Book Read Free

The Topsail Accord

Page 6

by J T Kalnay


  “So I’m guilty by association?”

  “Are you?”

  “He was asking me which day of the week you were going to sleep with me,” Joe confesses.

  “Is that a big sport around here? Figuring out which day of the week you can plug the renter?” she asks.

  “For him it is.”

  “And for you?”

  “No.”

  She looks directly in his eyes, searching him, waiting for him to flinch, or make some other show that he is lying.
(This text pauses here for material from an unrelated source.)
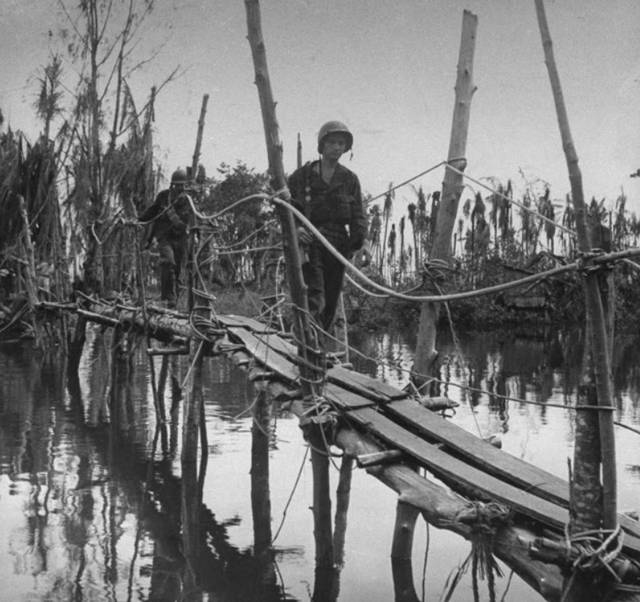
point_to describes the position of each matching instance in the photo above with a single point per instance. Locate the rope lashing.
(592, 550)
(416, 298)
(422, 173)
  He holds her gaze. Doesn’t flinch. Knows that this is a crossroads at a very early point in their relationship.

  “Why not?” she asks. “You’re a good looking man. You’re not married. There’s a lot of lonely women, divorcees, people who want to get away for a while. So why not?” she asks.

  “It’s not me. Not who I am. Since my wife died there’s only been a couple of women, and I’ll admit that both of them were renters.”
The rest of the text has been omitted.